Be afraid when others are greedy. Be greedy when others are fearful



And today, with the overall crypto market cap down nearly 20%, is a good time for recent newcomers to the crypto market to consider whether they want to remain speculative day traders or become investors.

If you were a Bitcoin day trader in 2013 and ended up selling your positions at a 100% profit, you could have been beating yourself up right now. If you had stepped in at the end of 2017 and started as a day trader only to see the whole market plummet and lose all faith in crypto, you would have beaten yourself up now too.

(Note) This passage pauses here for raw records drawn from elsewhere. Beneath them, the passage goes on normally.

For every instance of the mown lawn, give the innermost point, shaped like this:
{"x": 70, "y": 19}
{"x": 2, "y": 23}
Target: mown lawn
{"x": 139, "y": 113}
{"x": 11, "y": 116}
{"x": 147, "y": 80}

As an investor, you ignore such price fluctuations more easily, because you invest in things you are knowledgeable about and believe in. And if you had invested in Bitcoin in 2013 and were still holding on to those investments 8 years later, you would probably have given yourself a nice pat on the back by now. So today is the day to ask yourself: Why did you buy the crypto that is currently destroying your hopes of ever owning a house, let alone a Lambo? Did you have a reason? And if so, has that reason changed? Or do you have no reasons yet and still hesitate to just cut your losses? If not, below are four reasons why it might be time to become a long-term investor.

The 4 reasons

    1. Humans are always striving for more globalization in order to make processes more efficient and cheaper, and there are strong arguments that crypto is in some cases a more effective medium for cross-border payments than the traditional banking system.
    2. the pandemic has left a huge crater in national budgets, increasing debt issuance and threatening inflation, especially in the US dollar. Many believe that Bitcoin is the perfect hedge against inflation because Bitcoins cannot be reprinted forever.
    3. Decentralized Finance (DeFi), which uses blockchain's trustless base layer and automated smart contracts to issue and service loans, grew 7.239% between January 2020 and April 2021.
    4. Cryptocurrency is the only viable 21st century solution to financial censorship, a huge risk of the digital age that gives governments and private companies enormous power, and is only growing.